Si allontana quindi per FCA la possibilità di allearsi con Uber. Graficamente si nota la presenza di una figura a doppio massimo, dalle implicazioni negative, disegnata dal 28 ottobre in area 6,80 e completata mercoledi' con la discesa sotto i 6,48 euro. A 6,21, minimo di seduta, i prezzi hanno incontrato la base del gap rialzista del 27 ottobre, supporto che per il momento ha contenuto il ribasso.

Rimbalzi da quei livelli dovrebbero pero' superare nuovamente area 6,60 per dimostrarsi duraturi. In quel caso possibile il test a 7,06 del lato alto del canale crescente disegnato dai minimi di luglio. Sotto area 6,20 invece rischio di test a 5,91 delle medie mobili a 50 e 10 giorni, allineate su quei livelli.
Supporto successivo a 5,46, base del canale crescente citato.
Prospettive positive per il business di INWIT che ieri ha comunicato i dati del terzo trimestre 2016, primo periodo che consente un confronto con l'esercizio precedente, essendo l'azienda operativa solo dal 1° aprile 2015.

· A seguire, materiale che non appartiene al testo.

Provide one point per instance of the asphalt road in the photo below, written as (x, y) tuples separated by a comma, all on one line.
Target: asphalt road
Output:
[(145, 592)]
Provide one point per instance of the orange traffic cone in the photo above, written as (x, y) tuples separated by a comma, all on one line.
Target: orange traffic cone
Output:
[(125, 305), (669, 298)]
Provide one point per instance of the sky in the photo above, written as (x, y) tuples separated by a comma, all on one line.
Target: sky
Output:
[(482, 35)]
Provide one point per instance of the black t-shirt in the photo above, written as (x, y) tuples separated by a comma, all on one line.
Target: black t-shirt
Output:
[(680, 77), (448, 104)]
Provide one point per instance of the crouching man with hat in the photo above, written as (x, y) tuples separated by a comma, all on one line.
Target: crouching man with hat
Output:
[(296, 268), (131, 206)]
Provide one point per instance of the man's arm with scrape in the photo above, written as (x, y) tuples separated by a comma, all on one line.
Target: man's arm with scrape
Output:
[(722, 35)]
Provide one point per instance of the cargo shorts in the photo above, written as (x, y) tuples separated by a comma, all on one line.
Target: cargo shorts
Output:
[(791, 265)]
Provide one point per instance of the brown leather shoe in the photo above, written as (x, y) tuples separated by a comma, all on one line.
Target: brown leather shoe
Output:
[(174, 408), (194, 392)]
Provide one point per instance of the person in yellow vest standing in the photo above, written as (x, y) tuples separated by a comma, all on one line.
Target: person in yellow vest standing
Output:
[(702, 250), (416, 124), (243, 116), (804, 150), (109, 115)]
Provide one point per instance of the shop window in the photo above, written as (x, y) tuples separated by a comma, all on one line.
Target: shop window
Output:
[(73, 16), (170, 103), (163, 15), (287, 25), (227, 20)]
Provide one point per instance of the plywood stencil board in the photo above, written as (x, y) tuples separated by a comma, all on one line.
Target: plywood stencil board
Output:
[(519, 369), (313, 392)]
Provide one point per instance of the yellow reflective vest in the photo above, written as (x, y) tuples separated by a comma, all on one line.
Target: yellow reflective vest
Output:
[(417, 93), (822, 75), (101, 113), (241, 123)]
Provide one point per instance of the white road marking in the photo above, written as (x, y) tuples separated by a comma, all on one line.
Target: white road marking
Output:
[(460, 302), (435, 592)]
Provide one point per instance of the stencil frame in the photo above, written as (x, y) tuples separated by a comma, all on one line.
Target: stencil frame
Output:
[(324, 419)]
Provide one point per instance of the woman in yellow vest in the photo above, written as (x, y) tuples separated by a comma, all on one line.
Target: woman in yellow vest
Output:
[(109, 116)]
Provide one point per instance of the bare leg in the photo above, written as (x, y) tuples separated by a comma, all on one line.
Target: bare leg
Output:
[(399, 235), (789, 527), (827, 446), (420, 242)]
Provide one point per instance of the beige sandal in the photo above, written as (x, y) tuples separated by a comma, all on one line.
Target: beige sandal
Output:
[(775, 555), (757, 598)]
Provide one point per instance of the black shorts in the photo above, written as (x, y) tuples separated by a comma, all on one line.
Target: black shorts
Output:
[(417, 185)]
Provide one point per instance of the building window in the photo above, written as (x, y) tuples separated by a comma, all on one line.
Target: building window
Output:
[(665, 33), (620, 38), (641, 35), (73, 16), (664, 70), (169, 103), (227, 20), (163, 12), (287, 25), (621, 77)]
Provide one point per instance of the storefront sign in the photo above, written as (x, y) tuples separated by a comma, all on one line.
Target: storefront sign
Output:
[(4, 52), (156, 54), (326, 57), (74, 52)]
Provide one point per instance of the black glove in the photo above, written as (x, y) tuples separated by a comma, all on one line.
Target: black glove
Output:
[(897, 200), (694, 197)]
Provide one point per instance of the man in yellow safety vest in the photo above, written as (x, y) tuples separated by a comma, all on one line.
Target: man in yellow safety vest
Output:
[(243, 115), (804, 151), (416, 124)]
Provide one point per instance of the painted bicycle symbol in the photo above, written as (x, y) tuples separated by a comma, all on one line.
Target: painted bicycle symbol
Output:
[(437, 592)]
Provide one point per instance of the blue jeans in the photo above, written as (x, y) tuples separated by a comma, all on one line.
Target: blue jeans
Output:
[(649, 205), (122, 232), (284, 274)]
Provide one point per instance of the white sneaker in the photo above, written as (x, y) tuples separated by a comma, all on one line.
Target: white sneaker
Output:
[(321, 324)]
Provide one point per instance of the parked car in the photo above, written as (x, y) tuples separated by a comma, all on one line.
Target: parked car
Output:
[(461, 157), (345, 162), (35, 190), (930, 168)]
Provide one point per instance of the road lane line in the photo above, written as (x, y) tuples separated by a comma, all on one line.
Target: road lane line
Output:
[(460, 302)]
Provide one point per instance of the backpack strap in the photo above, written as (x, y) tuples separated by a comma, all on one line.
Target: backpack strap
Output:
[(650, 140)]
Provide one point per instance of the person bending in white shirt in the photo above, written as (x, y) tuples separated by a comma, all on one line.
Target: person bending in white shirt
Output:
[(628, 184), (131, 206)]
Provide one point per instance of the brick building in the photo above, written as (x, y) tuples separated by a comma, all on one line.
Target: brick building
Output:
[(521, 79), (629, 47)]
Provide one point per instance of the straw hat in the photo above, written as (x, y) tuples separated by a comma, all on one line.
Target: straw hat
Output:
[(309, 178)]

Il trim3 si è chiuso con ricavi pari a 83,9 milioni di euro, +5,1% a/a, EBITDA pari a 41,7 milioni di euro, +15,2% (superiore alle previsioni di crescita comunicate al mercato), utile netto a 25,1 milioni di euro, +15,7%, e indebitamento finanziario netto a fine trimestre pari 60,9 milioni di euro, in diminuzione rispetto al 30 giugno 2016 di 21,4 milioni di euro.
Confermata la previsione di una crescita dell'EBITDA "low teens" nell'arco del piano 2015-2018. Queste positive indicazioni potrebbero consentire a INWIT di migliorare il quadro grafico attuale, caratterizzato da un potenziale testa e spalle ribassista in formazione da agosto. Il pattern verrebbe completato in caso di violazione della neckline, attualmente in transito per area 4 euro, prologo a un'inversione della tendenza rialzista e al ritorno sul minimo di giugno a 3,6920.

Segnali di forza al superamento di 4,36 con primo obiettivo a 4,47 e successivo sul massimo di inizio settembre a 4,73.